We walked to the nearby shrimp peeling station and the residential quarters behind them and I could have been in Machhar Colony in Karachi. The same flats which are so small that people have to hang their laundry outside the windows to dry, satellite dish antennas perched outside balconies and big smiles greeting you.

The workshop space was unlike we’d ever imagined. Two benches, similar to the ones found in American campsites, were pushed against the wall in the middle of the shrimp peeling factory and we were asked to start. Not many men showed up since it was still the middle of the working day but there are many women around, even though most of them work as well.

We were told that this group will not stay too long so Yeseul and I cut short our two-hour presentation into one and tried our best to explain leadership to a group of middle-aged women who only smile politely as we gesture, our English becoming more and more comical with every sentence. We learned in the warm-up exercise that all of them will build a house if they had superpowers. I shared my family’s story of the India-Pakistan partition and that seemed to get their attention. The three generations circles were useful except many didn’t know what to do with a pen besides copy the circles as Yeseul showed them so it was a good call to shift focus away from writing to sharing. Most of the women were worried about their children growing up in a house where parents fight, many hoped their children will grow up in better living conditions.

Even though we felt rushed conducting the workshop, the group felt it was useful. Many of them had not thought about their ancestors or dared to look too far into the future. Some women stayed back to share their personal stories of migration – their ordeals so similar to displaced persons in areas far, far away.
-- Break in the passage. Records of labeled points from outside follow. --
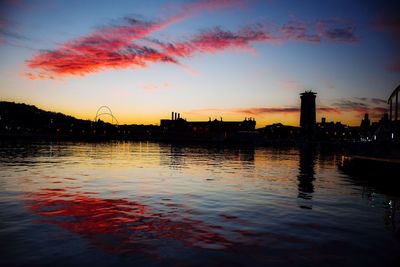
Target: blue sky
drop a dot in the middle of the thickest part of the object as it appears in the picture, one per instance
(208, 58)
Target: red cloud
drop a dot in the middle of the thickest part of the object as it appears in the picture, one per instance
(128, 44)
(263, 110)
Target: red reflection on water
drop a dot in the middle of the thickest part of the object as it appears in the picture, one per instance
(122, 226)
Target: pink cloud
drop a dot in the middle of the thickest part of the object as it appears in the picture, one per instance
(157, 87)
(128, 45)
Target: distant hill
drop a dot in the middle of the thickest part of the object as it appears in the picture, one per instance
(18, 116)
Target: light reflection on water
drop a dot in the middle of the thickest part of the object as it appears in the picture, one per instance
(150, 204)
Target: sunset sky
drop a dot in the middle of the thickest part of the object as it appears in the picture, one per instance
(210, 58)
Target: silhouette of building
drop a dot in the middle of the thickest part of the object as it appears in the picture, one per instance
(394, 107)
(307, 113)
(180, 129)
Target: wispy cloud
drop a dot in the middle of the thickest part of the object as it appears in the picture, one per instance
(128, 43)
(376, 107)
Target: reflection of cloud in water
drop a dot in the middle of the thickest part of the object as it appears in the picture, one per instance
(121, 226)
(306, 176)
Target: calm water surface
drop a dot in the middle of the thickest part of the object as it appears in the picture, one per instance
(151, 204)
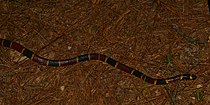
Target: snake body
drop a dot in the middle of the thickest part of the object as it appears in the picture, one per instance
(93, 56)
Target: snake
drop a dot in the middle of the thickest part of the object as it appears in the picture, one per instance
(89, 57)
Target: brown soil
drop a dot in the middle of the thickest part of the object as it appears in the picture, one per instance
(159, 38)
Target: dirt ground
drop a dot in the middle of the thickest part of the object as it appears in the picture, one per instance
(161, 38)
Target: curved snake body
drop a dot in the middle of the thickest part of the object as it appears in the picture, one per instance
(93, 56)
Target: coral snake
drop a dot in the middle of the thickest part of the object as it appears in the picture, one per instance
(93, 56)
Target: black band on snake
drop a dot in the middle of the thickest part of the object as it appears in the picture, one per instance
(93, 56)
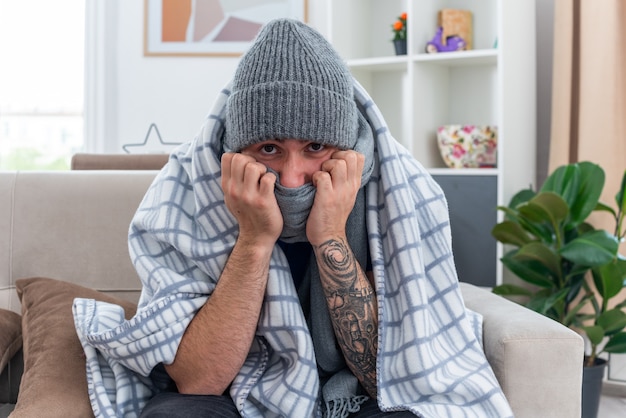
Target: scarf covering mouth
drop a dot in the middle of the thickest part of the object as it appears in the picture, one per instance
(429, 361)
(296, 202)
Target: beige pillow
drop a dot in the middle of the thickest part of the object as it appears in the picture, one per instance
(10, 336)
(54, 383)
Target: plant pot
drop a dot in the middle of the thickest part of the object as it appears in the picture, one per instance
(400, 46)
(592, 388)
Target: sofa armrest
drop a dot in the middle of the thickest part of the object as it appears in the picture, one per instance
(537, 361)
(10, 355)
(10, 379)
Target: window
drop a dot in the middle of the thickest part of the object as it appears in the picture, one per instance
(41, 83)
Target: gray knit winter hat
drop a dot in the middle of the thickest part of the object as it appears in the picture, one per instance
(291, 84)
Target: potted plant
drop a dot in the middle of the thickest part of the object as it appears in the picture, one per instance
(399, 34)
(574, 269)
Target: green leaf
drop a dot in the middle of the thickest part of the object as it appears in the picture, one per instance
(591, 249)
(520, 197)
(594, 333)
(612, 321)
(509, 232)
(580, 185)
(545, 207)
(616, 344)
(511, 290)
(609, 278)
(529, 270)
(601, 207)
(620, 197)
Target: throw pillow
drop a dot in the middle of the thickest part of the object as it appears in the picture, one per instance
(54, 383)
(10, 336)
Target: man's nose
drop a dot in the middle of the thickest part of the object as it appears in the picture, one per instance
(293, 174)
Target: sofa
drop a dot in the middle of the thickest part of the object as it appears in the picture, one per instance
(63, 235)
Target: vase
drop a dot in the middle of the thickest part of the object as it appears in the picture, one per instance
(592, 388)
(400, 46)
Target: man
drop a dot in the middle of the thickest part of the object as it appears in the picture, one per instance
(296, 262)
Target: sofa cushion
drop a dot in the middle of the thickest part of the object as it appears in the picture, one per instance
(54, 383)
(10, 336)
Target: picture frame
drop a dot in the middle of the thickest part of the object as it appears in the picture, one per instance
(210, 27)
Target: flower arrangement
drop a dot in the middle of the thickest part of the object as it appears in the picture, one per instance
(399, 28)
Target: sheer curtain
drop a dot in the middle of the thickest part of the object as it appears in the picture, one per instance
(589, 90)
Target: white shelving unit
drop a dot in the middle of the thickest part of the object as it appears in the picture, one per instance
(494, 84)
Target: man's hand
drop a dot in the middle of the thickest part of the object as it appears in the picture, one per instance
(249, 195)
(337, 185)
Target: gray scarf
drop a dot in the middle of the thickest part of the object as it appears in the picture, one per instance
(339, 386)
(295, 203)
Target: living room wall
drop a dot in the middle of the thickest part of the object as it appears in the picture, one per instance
(175, 93)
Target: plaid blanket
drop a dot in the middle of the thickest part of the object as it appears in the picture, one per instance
(430, 359)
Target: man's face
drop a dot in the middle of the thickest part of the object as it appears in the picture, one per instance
(294, 160)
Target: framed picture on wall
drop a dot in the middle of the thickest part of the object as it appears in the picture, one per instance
(210, 27)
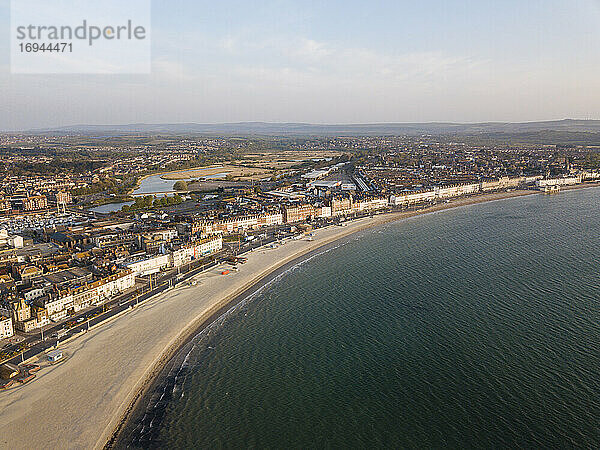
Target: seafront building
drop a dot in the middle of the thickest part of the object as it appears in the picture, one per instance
(55, 265)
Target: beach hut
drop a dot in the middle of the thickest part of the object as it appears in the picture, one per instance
(55, 355)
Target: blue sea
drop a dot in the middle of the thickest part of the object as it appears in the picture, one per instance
(476, 327)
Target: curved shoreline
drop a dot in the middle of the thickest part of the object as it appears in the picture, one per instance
(201, 323)
(86, 402)
(136, 405)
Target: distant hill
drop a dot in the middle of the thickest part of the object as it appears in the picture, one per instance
(305, 129)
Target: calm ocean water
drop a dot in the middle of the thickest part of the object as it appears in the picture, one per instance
(474, 327)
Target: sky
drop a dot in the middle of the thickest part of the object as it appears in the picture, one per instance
(333, 61)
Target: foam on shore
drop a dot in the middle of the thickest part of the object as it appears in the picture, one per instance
(80, 403)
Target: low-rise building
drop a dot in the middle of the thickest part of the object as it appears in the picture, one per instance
(6, 327)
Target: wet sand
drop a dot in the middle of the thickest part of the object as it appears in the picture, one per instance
(80, 403)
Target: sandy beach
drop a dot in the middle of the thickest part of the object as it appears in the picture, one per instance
(79, 403)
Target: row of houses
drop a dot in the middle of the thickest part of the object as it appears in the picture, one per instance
(54, 304)
(441, 193)
(177, 258)
(234, 224)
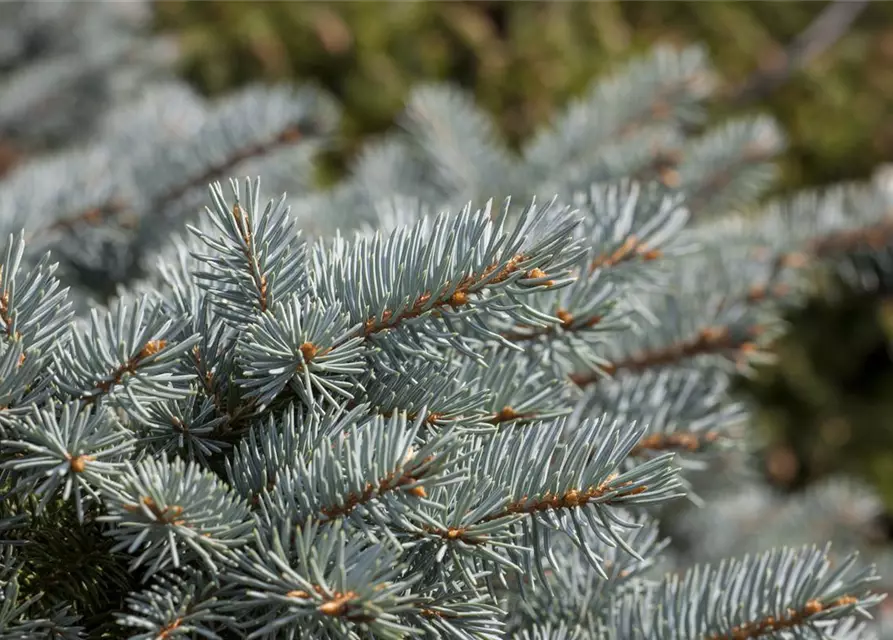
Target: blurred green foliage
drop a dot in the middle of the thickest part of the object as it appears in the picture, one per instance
(833, 392)
(524, 58)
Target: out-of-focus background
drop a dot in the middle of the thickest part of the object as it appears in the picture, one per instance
(827, 405)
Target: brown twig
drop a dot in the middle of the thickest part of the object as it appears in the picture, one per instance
(459, 298)
(710, 340)
(99, 214)
(771, 624)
It was yet another long ride back to Bangkok but these stories are floating in our minds and we are hoping to hear more.

ambiguity

 

Bangkok Blogs is a travel journal I am writing as part of the field study part of the East West Center’s Asia Pacific Leadership Program. Right now, we have 26 members of APLP spreading our leadership knowledge across Myanmar, Indonesia, Cambodia, Malaysia and Thailand. I include here some of the learnings my teammate, Elizabeth Yeseul Woo (South Korea), and I are making as we explore Thailand.